A memo (TAS-13-0819-0014) from Acting National Taxpayer Advocate Bridget Rogers has advised that there is “a temporary change” related to the revocation of passports for taxpayers working with the Taxpayer Advocate Service. According to the memo, effective July 25, 2019, all open TAS cases with a certified taxpayer will be decertified; new TAS taxpayer cases will also be systemically decertified.
The authority to revoke passports dates back to December 4, 2015, when the Fixing America’s Surface Transportation Act, or “FAST Act,” became law. Under the FAST Act, the State Department will yank passports from taxpayers after notification from the IRS that there’s a seriously delinquent tax debt.

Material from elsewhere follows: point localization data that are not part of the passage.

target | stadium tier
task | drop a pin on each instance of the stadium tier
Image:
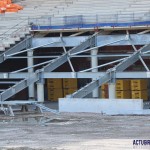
(71, 14)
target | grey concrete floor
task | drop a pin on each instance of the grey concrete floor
(71, 131)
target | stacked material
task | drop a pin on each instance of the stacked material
(139, 89)
(104, 91)
(123, 89)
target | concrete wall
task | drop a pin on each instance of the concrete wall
(105, 106)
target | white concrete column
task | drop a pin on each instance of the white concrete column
(40, 92)
(94, 63)
(112, 90)
(30, 62)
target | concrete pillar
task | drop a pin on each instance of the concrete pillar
(112, 90)
(30, 62)
(40, 92)
(94, 63)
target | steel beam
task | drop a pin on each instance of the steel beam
(18, 47)
(137, 39)
(82, 75)
(18, 87)
(62, 59)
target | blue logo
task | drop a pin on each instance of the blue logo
(141, 144)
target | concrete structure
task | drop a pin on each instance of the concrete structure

A “seriously delinquent” tax debt is defined as “an unpaid, legally enforceable federal tax liability” greater than $50,000, including interest and penalties. The limit is adjusted each year for inflation and cost of living: for 2019, it’s $52,000.

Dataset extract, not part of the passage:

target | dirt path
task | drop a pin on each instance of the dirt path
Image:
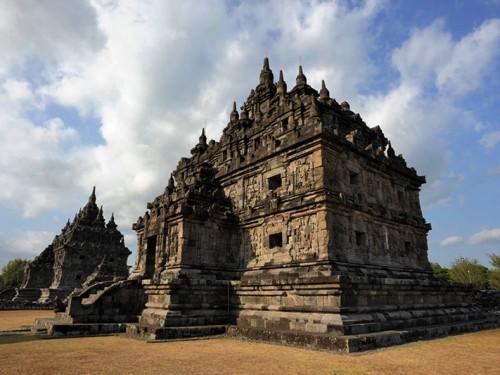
(477, 353)
(17, 319)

Taxpayers with serious debts could be excluded under some circumstances, including those account which are being paid on time as part of an installment agreement or under an Offer In Compromise.
(You can read more about the passport revocation program here.)

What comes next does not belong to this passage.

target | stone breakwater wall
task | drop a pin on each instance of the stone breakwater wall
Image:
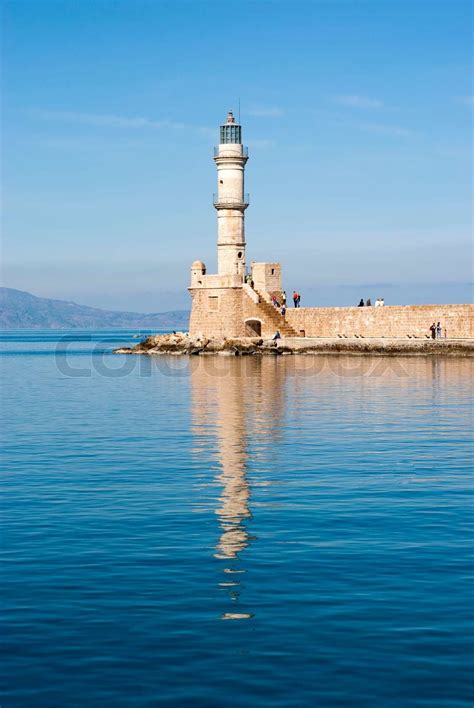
(407, 321)
(182, 343)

Former National Taxpayer Advocate Nina Olson has expressed serious concerns about the program, including the exclusion of taxpayers with open TAS cases. Taxpayers with TAS cases are those with tax problems that taxpayers were typically unable to resolve through normal IRS channels.
The TAS also helps address large-scale, systemic issues that affect groups of taxpayers. That’s why, in 2018, even before the passport revocation program was implemented in full, Olson issued almost 800 Taxpayer Assistance Orders (TAOs) ordering the IRS not to certify taxpayers that the TAS identified as eligible for passport certification and who had an open TAS case. Those taxpayers were not certified, and the reprieve did not extend to those with new TAS cases. Olson continued to advocate for taxpayers who were seeking assistance from TAS, but there was no formal policy in place to provide them with relief.
(You can read more about the TAS and the Taxpayer Bill of Rights here.)
Without a formal procedure, the TAS will be tasked with the continuous administrative burden of chasing the IRS for relief for affected taxpayers on a case by case basis. With a temporary stay, the TAS can focus on helping taxpayers with their underlying tax issues rather than following up on passport revocation. How that might change long-term is uncertain. According to the TAS memo, official IRS guidance will follow once IRS Commissioner Rettig makes a final decision about the process.